As a fiction writer, I have always wondered how to break into the publishing companies that announce on their manuscript submission guidelines:
“We do not accept unsolicited manuscripts. We only look at manuscripts through an agent.”
Then when trying to find an agent — a legitimate agent — the agents are only looking for established writers. Published authors.
It’s a vicious cycle.
But I think I found an answer the question that has plagued me as long as I have considered becoming a published novelist; a way out of the publishing labyrinth; a solution to the book marketing problem.
It used to be looked down upon. But now thousands of people are doing it and saying things like:
“Have more control over your book.”
“Get more sales profit.”
“Why put up with the (insert profanity) of publishing companies?”
It’s true. We live in an age where it’s easier to publish our own books without going through a traditional publisher. It’s an age of social media (which helps with some of the marketing that wasn’t available outside of a traditional publisher). There’s print on demand (which means a book doesn’t have to be printed by the thousands and it doesn’t have to go out of print). And anyone can learn to make an e-book out of their manuscript.
Traditional publishing has it’s own merits, but to answer my earlier question: how can I get an agent? Well if you self-publish you don’t need an agent. And you can establish a platform, an audience, and show potential agents that you are published and already have a built-in following.
So if one can successfully self-publish, why even think of going the traditional publishing route? Publishing your own books through Amazon or SmashWords is part hard work, part luck, but the potential for success outside of traditional publishing is better than in past decades.
One argument I’ve heard against self-publishing is:
“There’s so much garbage out there thanks to self-publishing.”
Here’s what I say:
“There was already plenty of garbage being put out by traditional publishers.”
So I say go for it.
Go for it.
I get you on this, Andy.

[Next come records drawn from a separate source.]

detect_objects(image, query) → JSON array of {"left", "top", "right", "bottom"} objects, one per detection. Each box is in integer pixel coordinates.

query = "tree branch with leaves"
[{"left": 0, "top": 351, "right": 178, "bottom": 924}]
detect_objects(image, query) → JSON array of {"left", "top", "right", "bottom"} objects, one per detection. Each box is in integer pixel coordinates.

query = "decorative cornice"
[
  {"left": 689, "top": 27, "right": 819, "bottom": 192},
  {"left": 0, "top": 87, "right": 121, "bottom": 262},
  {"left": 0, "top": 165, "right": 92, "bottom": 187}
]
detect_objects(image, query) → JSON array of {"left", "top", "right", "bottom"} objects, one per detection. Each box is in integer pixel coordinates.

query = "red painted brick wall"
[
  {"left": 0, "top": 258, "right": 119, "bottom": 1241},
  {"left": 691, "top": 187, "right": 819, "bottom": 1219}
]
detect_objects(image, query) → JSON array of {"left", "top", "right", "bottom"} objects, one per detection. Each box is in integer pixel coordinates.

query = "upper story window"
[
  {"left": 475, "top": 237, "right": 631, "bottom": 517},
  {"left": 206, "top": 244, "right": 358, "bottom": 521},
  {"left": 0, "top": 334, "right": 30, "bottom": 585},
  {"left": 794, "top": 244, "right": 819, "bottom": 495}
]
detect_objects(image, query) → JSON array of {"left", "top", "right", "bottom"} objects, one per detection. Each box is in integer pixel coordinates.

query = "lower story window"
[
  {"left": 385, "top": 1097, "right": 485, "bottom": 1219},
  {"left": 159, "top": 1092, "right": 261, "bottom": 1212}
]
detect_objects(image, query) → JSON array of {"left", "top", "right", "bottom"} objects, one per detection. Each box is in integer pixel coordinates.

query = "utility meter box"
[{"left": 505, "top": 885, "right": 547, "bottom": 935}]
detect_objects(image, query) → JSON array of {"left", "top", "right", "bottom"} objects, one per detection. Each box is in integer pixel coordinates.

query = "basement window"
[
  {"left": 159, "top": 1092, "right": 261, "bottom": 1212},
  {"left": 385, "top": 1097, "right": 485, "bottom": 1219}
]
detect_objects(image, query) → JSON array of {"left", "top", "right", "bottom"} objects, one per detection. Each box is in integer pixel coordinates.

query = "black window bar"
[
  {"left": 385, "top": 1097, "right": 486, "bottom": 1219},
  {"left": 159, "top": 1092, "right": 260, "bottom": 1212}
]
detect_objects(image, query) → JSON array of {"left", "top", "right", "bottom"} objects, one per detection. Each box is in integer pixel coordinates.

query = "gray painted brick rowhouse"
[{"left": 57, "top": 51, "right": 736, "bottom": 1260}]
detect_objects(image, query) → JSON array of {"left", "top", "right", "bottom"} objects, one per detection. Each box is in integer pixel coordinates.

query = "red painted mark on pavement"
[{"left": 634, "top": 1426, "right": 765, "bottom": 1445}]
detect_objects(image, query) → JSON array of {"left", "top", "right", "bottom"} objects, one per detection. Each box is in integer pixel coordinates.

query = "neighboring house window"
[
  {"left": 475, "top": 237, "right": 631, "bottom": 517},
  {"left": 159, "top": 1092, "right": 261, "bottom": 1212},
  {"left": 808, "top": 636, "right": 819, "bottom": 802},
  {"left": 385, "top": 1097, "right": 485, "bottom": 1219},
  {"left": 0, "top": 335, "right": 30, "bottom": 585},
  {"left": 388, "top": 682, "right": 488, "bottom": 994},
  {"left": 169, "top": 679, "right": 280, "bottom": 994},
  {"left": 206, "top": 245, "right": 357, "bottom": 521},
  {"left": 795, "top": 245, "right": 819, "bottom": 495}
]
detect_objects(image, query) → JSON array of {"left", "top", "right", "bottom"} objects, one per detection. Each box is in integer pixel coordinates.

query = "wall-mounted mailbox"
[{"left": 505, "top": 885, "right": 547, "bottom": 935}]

Our circumstances are different—I write mostly nonfiction and have a bunch of books published—but we’re in a similar place. My agent shopped my queries around to larger publishers who all say I need a larger following, mostly on social media. The one thing that would help me get that following would be to get my next book published by a larger publisher. And round and round we go. So for now I ghost write a lot for other people who have the following and consider self-publishing my own stuff. We’re all in this together!
Yes, everyone’s circumstances are similar. Self-publishing is not the messiah, but today more than in the past, it can be a useful tool. Some authors use only traditional publishing, some use only self-publishing and some use both.